AUGUSTA, Maine (NEWS CENTER) — The Legislature is starting another debate about schools and teacher salaries. They began discussion of a bill Thursday that would require the state to take over the task of paying all teachers.
Currently, teachers are paid by local districts, with contracts negotiated by local school boards. Rep. Matt Pouliot, R-Augusta, said he is sponsoring the bill to change to a single, statewide teacher contract and have the state pay salary and benefits for all teachers and ed techs. The state Department of Education said there are roughly 21,000 people working in those jobs now.
Pouliot said changing to a statewide contract would raise the pay for many teachers in more rural, poorer districts.

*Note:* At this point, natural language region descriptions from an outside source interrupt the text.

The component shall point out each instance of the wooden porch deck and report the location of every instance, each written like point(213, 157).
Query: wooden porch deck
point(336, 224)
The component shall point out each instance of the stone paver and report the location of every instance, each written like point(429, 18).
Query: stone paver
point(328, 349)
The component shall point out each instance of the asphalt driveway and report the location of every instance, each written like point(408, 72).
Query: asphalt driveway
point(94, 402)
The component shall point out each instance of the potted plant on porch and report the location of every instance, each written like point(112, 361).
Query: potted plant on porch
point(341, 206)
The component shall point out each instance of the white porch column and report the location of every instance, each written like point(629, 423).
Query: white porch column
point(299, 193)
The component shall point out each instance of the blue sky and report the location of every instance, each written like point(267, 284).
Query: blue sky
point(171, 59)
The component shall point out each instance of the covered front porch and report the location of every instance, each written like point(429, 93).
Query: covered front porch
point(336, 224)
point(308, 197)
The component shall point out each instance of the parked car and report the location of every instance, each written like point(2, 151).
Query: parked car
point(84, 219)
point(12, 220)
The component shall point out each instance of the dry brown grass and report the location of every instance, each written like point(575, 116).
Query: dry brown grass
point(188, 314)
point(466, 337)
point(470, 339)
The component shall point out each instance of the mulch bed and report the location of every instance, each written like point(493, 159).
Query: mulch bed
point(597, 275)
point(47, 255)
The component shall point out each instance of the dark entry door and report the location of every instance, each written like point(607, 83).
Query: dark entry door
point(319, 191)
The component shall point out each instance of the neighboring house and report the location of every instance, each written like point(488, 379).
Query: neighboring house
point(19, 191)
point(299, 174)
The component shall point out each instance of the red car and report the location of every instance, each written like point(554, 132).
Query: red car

"We want to make sure a teacher in Pembroke, a teacher in Princeton, a teacher in Portland, get paid for the same hard work they do," Pouliot said.

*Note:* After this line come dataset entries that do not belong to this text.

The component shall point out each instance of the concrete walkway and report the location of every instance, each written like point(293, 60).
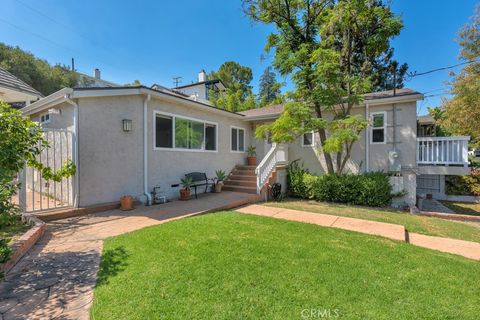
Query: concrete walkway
point(55, 280)
point(467, 249)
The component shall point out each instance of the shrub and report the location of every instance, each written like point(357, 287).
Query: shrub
point(371, 189)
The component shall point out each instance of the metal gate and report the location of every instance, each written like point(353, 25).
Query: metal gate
point(39, 194)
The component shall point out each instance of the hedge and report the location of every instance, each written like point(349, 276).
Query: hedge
point(369, 189)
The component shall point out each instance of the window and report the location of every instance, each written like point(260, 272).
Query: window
point(184, 134)
point(238, 139)
point(379, 126)
point(163, 131)
point(45, 118)
point(307, 140)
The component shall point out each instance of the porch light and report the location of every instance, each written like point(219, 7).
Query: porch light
point(127, 125)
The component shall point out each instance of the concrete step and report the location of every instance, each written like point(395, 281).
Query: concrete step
point(251, 190)
point(241, 183)
point(245, 177)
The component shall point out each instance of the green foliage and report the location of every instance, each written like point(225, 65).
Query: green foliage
point(220, 175)
point(186, 182)
point(464, 185)
point(331, 50)
point(36, 72)
point(5, 250)
point(269, 88)
point(251, 151)
point(370, 189)
point(461, 114)
point(21, 140)
point(238, 94)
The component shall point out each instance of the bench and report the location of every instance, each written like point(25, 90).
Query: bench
point(198, 179)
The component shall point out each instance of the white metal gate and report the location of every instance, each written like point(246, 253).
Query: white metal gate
point(39, 194)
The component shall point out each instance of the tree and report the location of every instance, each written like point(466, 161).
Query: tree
point(21, 141)
point(238, 94)
point(329, 49)
point(269, 90)
point(461, 114)
point(37, 73)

But Lois Kirby-Chesley, president of the Maine Education Association, said the MEA is opposing the bill, arguing it would hurt the long-standing tradition of local control and cooperation between teachers and school boards.
"We would have the state as an employer for salaries and benefits, and we would have the town – the school board, our employer – for everything else," she said. "So it's an opportunity to split the teachers' employer between two different places."
Kirby-Chesley said the MEA is instead supporting a bill to raise the minimum starting salary for teachers to $40,000. Legislators are also debating proposed changes to referendum Question 2, which was passed by voters in November. It added a 3 percent income tax surcharge to incomes over $200,000, with the added revenue designed to increase education funding.
Rep. Pouliot said the statewide teacher contract plan would also significantly increase state school spending and result in the state paying 59 percent of the vista of schools, which would be the highest level in many years.